Image exposure and development were performed in the same manner as in Example 1 to obtain a direct-drawing waterless lithographic printing plate. When the obtained printing plate was observed with a loupe 1 to 99 percent that of the immersion time of 30 seconds, the ones 24 seconds have been reproduced dots of 1 to 95%, the image reproducibility is insufficient there were. The difference between the halftone dot area ratios measured from the perpendicular direction and the parallel direction with respect to the aluminum stretch was 0.5% or less, and the halftone dot reading property was good. As a result of printing using this printing plate, the printing durability was 50,000 sheets, which was insufficient. As a result of performing a scratch resistance test on the laser non-irradiated portion (non-image portion) of the printing plate, ink started to deposit on the scratch from the position of the load 17 g and had good scratch resistance.

(Comparative Example 8)
A direct-drawing waterless lithographic printing plate precursor was obtained in the same manner as in Example 1 except that the heat insulating layer solution 12 was used.

Image exposure and development were performed in the same manner as in Example 1 to obtain a direct-drawing waterless lithographic printing plate. When the obtained printing plate was observed with a loupe 1 to 99 percent that of the immersion time of 30 seconds, the ones 24 seconds have been reproduced dots of 1 to 75%, the image reproducibility is insufficient there were. The difference between the halftone dot area ratios measured from the perpendicular direction and the parallel direction with respect to the aluminum stretch was 0.5% or less, and the halftone dot reading property was good. As a result of printing using this printing plate, it had a printing durability of 150,000 sheets. As a result of conducting a scratch resistance test on the laser non-irradiated portion (non-imaged portion) of the printing plate, ink started to deposit on the scratch from the position where the load was 30 g and had good scratch resistance.
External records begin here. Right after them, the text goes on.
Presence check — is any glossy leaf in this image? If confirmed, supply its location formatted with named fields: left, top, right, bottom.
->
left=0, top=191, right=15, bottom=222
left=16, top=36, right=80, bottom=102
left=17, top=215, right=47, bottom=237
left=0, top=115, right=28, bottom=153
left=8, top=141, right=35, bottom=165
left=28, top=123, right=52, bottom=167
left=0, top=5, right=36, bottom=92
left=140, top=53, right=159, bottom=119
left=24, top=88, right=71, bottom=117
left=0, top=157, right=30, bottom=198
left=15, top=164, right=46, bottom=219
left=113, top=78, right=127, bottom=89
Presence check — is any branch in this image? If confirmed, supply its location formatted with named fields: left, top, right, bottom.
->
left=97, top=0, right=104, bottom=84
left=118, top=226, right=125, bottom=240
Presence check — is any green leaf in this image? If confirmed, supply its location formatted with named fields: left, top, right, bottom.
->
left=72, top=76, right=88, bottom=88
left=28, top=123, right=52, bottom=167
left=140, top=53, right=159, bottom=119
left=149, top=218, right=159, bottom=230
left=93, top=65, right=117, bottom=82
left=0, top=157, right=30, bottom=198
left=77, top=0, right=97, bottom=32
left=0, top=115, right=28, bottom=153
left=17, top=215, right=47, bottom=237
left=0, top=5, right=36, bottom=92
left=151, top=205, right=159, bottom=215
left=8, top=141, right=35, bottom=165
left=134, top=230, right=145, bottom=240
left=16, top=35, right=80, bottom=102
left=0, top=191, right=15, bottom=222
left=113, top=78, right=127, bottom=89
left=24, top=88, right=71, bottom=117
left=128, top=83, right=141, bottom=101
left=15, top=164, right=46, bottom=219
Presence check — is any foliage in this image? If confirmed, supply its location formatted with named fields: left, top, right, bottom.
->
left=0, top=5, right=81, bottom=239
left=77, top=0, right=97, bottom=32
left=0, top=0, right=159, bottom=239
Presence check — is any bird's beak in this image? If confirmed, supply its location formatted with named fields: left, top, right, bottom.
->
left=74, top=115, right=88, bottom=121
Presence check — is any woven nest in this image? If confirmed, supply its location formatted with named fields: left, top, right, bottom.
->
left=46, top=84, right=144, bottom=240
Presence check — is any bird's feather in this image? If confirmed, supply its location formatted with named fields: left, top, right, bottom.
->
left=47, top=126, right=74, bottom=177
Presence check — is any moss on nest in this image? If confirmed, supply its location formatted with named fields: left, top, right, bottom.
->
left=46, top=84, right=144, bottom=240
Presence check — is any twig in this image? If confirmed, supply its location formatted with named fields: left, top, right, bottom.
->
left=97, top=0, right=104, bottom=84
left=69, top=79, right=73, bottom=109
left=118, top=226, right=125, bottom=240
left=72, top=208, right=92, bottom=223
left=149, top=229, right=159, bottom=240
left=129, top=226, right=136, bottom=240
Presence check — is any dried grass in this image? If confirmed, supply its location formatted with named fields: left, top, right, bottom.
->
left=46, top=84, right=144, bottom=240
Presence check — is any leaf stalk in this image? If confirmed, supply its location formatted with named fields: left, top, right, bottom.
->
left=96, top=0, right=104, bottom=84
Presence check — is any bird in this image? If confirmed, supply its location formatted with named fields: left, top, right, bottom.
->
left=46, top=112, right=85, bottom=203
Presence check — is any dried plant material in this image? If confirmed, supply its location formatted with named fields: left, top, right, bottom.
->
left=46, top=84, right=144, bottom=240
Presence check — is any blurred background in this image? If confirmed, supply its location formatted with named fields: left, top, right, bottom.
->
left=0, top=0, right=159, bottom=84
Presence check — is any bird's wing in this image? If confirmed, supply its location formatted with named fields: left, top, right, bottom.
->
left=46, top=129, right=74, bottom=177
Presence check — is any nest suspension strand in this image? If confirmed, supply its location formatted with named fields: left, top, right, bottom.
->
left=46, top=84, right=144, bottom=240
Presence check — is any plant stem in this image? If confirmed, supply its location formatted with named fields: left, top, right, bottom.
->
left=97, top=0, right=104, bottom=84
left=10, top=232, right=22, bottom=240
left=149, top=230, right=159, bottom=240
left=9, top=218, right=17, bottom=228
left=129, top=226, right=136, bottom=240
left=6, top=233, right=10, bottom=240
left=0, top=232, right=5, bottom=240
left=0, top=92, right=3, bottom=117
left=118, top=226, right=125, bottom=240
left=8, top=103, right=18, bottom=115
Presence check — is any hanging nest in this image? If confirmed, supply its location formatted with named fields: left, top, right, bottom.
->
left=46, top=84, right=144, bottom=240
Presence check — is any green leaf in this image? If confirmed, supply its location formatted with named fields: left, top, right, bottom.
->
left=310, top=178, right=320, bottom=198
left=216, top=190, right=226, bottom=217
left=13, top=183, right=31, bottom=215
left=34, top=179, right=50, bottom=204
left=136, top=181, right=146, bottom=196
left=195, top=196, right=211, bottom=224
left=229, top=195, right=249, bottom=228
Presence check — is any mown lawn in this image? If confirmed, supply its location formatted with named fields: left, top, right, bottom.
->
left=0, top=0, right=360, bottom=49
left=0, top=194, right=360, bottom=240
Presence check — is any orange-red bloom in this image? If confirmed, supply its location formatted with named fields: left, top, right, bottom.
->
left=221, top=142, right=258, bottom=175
Moreover, as a result of measuring the transmittance | permeability of light with a wavelength of 400-650 nm of the heat insulation layer of the film thickness of Table 2 apply | coated on the 150-micrometer-thick polyethylene terephthalate film (Toray Co., Ltd. Lumirror (trademark)), light The transmittance was 1% or less at all wavelengths. Table 1 shows the initial elastic modulus and elongation at break of the sheet prepared from the heat insulating layer solution. When (d1715 / d1510) was measured, it was as shown in Table 1.

Claims (4)

A direct-drawing waterless lithographic printing plate precursor having at least a heat insulating layer, a heat sensitive layer, and a silicone rubber layer in this order on a substrate, wherein the heat insulating layer is at least a polyurethane resin, an active hydrogen group-containing aromatic compound, and a metal chelate compound The content of the polyurethane resin is 40% to 55% with respect to the weight of the heat insulating layer, and the sum of the weights of the active hydrogen group-containing aromatic compound and the metal chelate compound with respect to the weight of the polyurethane resin in the heat insulating layer The ratio (polyurethane resin / (active hydrogen group-containing aromatic compound + metal chelate compound)) of 1.5 to 3.0 is a direct drawing type waterless planographic printing plate precursor. The direct drawing according to claim 1, wherein the transmittance of the heat insulating layer with respect to light having a wavelength of 400 to 650 nm is 15% or less at all wavelengths, and the initial elastic modulus of the heat insulating layer is 5 to 500 MPa. Waterless lithographic printing plate precursor. 3. The direct-drawing waterless lithographic printing plate precursor according to claim 1, wherein the elongation at break of the heat insulating layer is 10% or more. The directly imageable waterless planographic printing plate precursor according to claim 1, wherein the thickness of the heat insulating layer is 1 to 30 g / m ^2.